AI’s become so invasively popular and I’ve seen more evidence of its ineffectiveness than otherwise, but what I dislike most about it is that many run on datasets of stolen data for the sake of profitability à la OpenAI and Deepseek
mashable.com/…/openai-chatgpt-class-action-lawsui… petapixel.com/…/openai-claims-deepseek-took-all-o…

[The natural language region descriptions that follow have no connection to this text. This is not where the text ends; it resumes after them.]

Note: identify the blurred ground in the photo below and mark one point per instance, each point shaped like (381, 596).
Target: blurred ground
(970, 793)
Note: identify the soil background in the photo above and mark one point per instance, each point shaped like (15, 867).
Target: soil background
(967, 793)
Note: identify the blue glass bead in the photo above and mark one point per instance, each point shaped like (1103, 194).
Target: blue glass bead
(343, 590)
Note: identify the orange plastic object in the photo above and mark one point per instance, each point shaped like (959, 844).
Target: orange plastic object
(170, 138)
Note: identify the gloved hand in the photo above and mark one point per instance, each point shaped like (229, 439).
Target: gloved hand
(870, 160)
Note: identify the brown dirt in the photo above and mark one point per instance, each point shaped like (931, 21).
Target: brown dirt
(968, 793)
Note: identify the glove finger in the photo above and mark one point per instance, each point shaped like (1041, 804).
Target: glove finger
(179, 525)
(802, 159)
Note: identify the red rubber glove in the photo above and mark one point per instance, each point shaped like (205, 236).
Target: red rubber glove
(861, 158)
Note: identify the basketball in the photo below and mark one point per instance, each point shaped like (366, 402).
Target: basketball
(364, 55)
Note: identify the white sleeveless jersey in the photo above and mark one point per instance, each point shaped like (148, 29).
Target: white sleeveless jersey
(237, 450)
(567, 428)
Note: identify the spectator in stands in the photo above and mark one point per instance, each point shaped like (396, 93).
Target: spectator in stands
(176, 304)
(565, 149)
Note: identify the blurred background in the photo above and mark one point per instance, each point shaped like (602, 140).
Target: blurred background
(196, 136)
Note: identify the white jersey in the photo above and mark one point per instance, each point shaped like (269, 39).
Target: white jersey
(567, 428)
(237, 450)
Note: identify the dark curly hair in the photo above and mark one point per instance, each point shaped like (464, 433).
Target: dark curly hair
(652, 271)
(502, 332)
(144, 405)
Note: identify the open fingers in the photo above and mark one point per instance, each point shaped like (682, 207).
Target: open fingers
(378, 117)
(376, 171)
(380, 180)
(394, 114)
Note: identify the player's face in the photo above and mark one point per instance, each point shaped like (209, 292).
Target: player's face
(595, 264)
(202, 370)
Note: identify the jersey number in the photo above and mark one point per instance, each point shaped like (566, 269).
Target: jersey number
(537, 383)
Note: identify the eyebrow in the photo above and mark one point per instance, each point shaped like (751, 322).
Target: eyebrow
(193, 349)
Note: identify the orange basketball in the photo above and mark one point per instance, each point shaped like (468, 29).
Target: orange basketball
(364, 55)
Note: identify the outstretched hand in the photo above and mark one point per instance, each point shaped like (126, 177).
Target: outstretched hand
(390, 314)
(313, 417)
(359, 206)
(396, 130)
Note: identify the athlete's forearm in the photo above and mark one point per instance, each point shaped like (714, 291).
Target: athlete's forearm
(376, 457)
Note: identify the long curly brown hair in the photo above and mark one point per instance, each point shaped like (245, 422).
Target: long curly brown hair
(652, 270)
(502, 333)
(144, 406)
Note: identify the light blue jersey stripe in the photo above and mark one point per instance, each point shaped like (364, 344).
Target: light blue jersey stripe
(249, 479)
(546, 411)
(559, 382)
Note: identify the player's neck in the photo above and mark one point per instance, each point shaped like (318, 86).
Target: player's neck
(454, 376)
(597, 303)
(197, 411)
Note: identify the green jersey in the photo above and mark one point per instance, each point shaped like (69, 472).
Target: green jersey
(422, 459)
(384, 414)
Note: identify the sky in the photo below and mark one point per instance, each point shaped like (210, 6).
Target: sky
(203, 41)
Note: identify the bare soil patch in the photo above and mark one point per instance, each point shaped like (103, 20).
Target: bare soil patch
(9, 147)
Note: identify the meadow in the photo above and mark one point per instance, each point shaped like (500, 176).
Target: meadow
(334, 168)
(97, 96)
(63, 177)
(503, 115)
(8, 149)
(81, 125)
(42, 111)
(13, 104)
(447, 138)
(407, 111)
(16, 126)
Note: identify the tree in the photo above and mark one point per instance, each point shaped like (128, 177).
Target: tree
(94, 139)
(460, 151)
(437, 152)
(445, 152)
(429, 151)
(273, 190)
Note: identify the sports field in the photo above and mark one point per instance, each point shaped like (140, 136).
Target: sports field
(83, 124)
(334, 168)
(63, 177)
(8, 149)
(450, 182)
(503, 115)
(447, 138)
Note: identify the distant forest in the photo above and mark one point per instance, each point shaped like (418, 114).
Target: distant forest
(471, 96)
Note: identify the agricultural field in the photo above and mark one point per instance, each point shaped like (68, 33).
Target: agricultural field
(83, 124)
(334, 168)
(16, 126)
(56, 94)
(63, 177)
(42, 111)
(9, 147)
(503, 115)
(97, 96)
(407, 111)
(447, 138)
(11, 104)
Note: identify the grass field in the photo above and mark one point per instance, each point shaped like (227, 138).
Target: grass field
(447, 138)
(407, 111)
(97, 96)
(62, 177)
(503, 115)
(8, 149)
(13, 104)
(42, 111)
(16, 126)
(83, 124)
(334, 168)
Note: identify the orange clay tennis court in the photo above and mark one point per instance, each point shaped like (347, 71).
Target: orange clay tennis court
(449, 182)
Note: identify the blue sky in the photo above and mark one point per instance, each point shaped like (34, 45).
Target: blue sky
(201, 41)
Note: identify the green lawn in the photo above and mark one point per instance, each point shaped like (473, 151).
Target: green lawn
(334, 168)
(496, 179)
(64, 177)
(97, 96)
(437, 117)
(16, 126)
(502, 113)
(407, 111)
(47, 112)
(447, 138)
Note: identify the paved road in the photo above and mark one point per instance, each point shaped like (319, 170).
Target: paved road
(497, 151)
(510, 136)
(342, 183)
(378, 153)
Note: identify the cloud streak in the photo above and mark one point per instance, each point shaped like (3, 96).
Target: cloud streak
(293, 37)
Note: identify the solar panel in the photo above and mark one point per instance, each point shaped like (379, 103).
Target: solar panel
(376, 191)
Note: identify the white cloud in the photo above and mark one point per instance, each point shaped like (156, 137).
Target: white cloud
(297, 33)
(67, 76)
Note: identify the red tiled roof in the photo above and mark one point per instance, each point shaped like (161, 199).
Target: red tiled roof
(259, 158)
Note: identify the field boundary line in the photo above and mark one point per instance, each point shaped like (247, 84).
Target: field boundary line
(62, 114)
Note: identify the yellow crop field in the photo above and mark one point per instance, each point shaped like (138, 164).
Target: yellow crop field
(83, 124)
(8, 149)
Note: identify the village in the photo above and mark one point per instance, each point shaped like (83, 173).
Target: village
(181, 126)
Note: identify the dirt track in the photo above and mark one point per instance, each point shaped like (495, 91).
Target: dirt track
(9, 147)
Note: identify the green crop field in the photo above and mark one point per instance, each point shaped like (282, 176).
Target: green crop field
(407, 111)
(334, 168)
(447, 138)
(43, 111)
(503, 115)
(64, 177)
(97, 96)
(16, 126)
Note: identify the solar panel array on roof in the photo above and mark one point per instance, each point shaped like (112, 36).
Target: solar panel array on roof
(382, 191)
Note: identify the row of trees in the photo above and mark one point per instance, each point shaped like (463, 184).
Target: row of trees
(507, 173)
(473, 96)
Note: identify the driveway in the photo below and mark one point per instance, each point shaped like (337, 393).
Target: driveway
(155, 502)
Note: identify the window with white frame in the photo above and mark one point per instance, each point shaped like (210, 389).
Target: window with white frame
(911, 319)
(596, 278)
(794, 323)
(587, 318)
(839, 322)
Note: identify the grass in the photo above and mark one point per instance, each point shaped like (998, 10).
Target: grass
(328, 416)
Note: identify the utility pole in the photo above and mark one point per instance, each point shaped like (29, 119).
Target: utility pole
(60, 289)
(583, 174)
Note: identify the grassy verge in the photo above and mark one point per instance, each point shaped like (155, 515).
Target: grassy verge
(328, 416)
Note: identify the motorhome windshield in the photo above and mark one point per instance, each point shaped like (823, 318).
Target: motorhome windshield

Are there any AI services that run on ethically obtained datasets, like stuff people explicitly consented to submitting (not as some side clause of a T&C), data bought by properly compensating the data’s original owners, or datasets contributed by the service providers themselves?
decended_being@midwest.social 2 days ago
No
Treczoks@lemmy.world 1 day ago
There are no legal sources big enough to train an AI on the level required to even perform basic interaction.
AmbitiousProcess@piefed.social 1 day ago
This is very true.
I was part of the OpenAssistant project, voluntarily submitting my personal writing to train open-source LLMs without having to steal data, in the hopes it would stop these companies from stealing people's work and make "AI" less of a black box.
After thousands of people submitting millions of prompt-response pairs, and after some researchers said it was the highest quality natural language dataset they'd seen in a while, the base model was almost always incoherent. You only got a functioning model if you just used the data to fine-tune an existing larger model, Llama at the time.